GraphRAG-SDK relies on FalkorDB as its graph engine and works with OpenAI/Gemini.

Use FalkorDB Cloud to get credentials or start FalkorDB locally:

docker run -p 6379:6379 -p 3000:3000 -it --rm  -v ./data:/data falkordb/falkordb:latest

LLM Models

Currently, this SDK supports the following LLMs API:

  • OpenAI Recommended model:gpt-4o
  • Google Recommended model:gemini-1.5-flash-001
  • Azure-OpenAI Recommended model:gpt-4o
  • Ollama Available only to the Q&A step. Recommended models: llama3. Ollama models are suitable for the Q&A step only (after the knowledge graph (KG) created).

Basic Usage

Open In Colab

The following example demonstrates the basic usage of this SDK to create a GraphRAG using URLs with auto-detected ontology.
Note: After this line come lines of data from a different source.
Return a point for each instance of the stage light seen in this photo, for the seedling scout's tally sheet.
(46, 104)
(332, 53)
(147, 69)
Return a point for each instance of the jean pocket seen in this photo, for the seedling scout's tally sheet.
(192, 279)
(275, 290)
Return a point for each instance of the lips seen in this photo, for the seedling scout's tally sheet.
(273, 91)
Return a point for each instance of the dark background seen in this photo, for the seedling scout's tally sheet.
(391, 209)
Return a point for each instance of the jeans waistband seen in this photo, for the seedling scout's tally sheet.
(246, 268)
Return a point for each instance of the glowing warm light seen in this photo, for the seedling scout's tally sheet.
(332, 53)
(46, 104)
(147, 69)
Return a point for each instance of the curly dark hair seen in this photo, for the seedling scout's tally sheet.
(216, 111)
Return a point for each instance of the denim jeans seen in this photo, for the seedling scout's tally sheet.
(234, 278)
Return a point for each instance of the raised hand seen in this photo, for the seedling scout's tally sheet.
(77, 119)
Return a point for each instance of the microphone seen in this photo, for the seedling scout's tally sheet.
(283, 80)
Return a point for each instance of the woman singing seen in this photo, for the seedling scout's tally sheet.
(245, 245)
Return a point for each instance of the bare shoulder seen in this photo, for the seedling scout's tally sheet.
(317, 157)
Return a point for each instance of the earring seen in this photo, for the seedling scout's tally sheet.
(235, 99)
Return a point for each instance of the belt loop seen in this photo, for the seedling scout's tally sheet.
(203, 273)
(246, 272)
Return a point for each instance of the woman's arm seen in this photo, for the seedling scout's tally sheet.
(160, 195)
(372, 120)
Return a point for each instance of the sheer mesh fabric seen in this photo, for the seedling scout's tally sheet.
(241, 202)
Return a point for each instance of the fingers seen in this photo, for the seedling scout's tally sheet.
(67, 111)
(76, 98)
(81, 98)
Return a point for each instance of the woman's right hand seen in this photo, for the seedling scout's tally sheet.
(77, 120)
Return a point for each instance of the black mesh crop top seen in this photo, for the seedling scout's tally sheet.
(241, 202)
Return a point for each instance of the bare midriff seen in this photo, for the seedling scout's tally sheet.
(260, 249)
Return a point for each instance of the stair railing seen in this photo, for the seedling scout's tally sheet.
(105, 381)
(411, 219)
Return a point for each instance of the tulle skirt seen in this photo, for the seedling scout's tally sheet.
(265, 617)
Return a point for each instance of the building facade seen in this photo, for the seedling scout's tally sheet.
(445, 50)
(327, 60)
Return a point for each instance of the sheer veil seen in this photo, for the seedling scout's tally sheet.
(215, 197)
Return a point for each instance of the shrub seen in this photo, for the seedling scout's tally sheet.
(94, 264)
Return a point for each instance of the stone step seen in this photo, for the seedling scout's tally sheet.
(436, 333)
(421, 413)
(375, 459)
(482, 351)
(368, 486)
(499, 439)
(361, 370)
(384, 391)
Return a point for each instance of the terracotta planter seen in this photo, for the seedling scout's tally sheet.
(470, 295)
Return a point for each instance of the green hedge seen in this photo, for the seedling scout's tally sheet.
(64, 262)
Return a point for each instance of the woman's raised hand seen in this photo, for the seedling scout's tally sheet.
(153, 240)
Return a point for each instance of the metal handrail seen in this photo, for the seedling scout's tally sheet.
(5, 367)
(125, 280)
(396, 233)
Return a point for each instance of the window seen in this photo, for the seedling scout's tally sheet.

from dotenv import load_dotenv

from graphrag_sdk.source import URL
from graphrag_sdk import KnowledgeGraph, Ontology
from graphrag_sdk.models.openai import OpenAiGenerativeModel
from graphrag_sdk.model_config import KnowledgeGraphModelConfig
load_dotenv()

# Import Data
urls = ["https://www.rottentomatoes.com/m/side_by_side_2012",
"https://www.rottentomatoes.com/m/matrix",
"https://www.rottentomatoes.com/m/matrix_revolutions",
"https://www.rottentomatoes.com/m/matrix_reloaded",
"https://www.rottentomatoes.com/m/speed_1994",
"https://www.rottentomatoes.com/m/john_wick_chapter_4"]

sources = [URL(url) for url in urls]

# Model
model = OpenAiGenerativeModel(model_name="gpt-4o")

# Ontology Auto-Detection
ontology = Ontology.from_sources(
    sources=sources,
    model=model,
)

# Knowledge Graph
kg = KnowledgeGraph(
    name="movies",
    model_config=KnowledgeGraphModelConfig.with_model(model),
    ontology=ontology,
)

# GraphRAG System and Questioning
kg.process_sources(sources)

chat = kg.chat_session()

print(chat.send_message("Who is the director of the movie The Matrix?"))
print(chat.send_message("How this director connected to Keanu Reeves?"))

Tools

Open In Colab

Import source data

The SDK supports the following file formats:

  • PDF
  • TEXT
  • JSONL
  • URL
  • HTML
  • CSV
import os
from graphrag_sdk.source import Source

src_files = "data_folder"
sources = []

# Create a Source object.
for file in os.listdir(src_files):
    sources.append(Source(os.path.join(src_files, file)))

Ontology

You can either auto-detect the ontology from your data or define it manually. Additionally, you can set Boundaries for ontology auto-detection.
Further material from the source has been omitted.